7弾・3話 迫りくる毒気


 エリヌセウス皇国の瑠璃色の東の空に白い朝日が昇り、下から黄色く染めていく。小鳥のさえずりが聞こえ、エリヌセウス首都会館の一室に泊まっているジュナの部屋にもカーテンの隙間から入ってくる光が目に入ってくる。

「うーん……」

 エリヌセウス新大皇選抜の儀の一日目の夜でエリヌセウス各地の貴族や政治家、大企業経営者との交流パーティーで疲れたジュナはシャワーも浴びずに寝着に着替えて、そのまま寝入ってしまったのだ。ラグドラグもジュナの小脇で眠り、コンコンとドアを叩く音で目が覚めた。

「ジュナ=メイヨー様、おはようございます。お着替えと朝食の準備でございます」

 ジュナの世話をするメイドの声だった。ラグドラグはジュナを揺さぶり起こそうとした。

「おい、ジュナ。起きろよ。着替えと朝食だぞ」

「うーん、今日学校ないでしょ……」

 ジュナは寝言で返事をして、ラグドラグは洗面所へ行き、タオルを濡らしてジュナの顔にかける。

「わっ!!」

 タオルの水気と冷たさでジュナは飛び起きる。

「な、何すんのさ〜」

「だってメイドが起こしにきたってんのに、起きないからこうした! 家じゃないんだからよ……」

「あーそうですか……」

 ジュナは寝ぼけ眼でラグドラグを見る。ラグドラグはドアを開けてメイドに入るよう促した。

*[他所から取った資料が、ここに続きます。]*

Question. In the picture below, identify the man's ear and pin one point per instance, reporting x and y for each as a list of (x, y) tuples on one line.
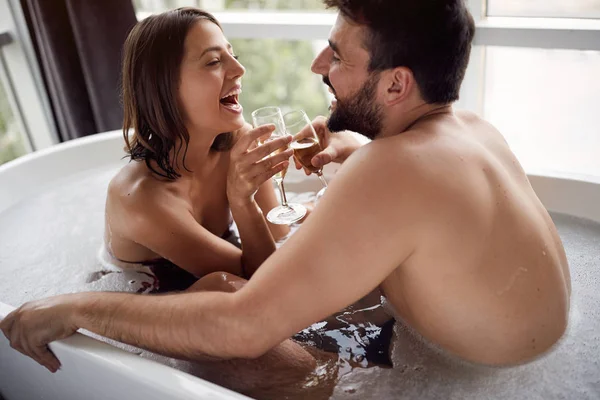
[(397, 84)]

「すみません、起こすのに手間どっちゃって……。あとジュナ風呂に入ってないんで洗ってやってください」

 ラグドラグは部屋を出て廊下で待つことにした。廊下から見える窓の空は白と青緑と紫が混ざり、庭園には小鳥たちが庭木に泊まっていたり水盤の水を飲んでいた。

 ジュナはメイドによって体と髪を洗浄してもらい、髪を乾かし髪型を整えてもらい、今日着るドレスを着せてもらった。白いワンピース型でフリルとレースとリボンもついていてそれらは青だった。

 ジュナとラグドラグはメイドに案内されて食堂へ向かう。食堂には他の大皇候補やキュイン宰相や大臣たちも来ていた。

「おはようございます」

「あ、お、おはようございます」

 キュイン宰相があいさつをしてきたので、ジュナもあいさつをする。席に座り、まずは食前の茶を飲んでリラックスから始める。

「あれ、そういやファロ=エッドはどうしたんだ?」

 ジャーバンが食堂に来ている大皇候補が一人いないことに気づいて問い出してきた。

「あ、確かに……」

「寝過ごしていたらちゃんと世話係が起こしてくれるんだけどな」

 他の大皇候補が呟いた時だった。バタバタと廊下を走る者の足音がして、若い執事が食堂のドアを激しく開けてきた。

「おや、あなたはファロ様の世話係の……」

 キュイン宰相が食堂に飛び込んできた執事を見て尋ねてくると、執事は血相を変えてキュイン宰相たちに言った。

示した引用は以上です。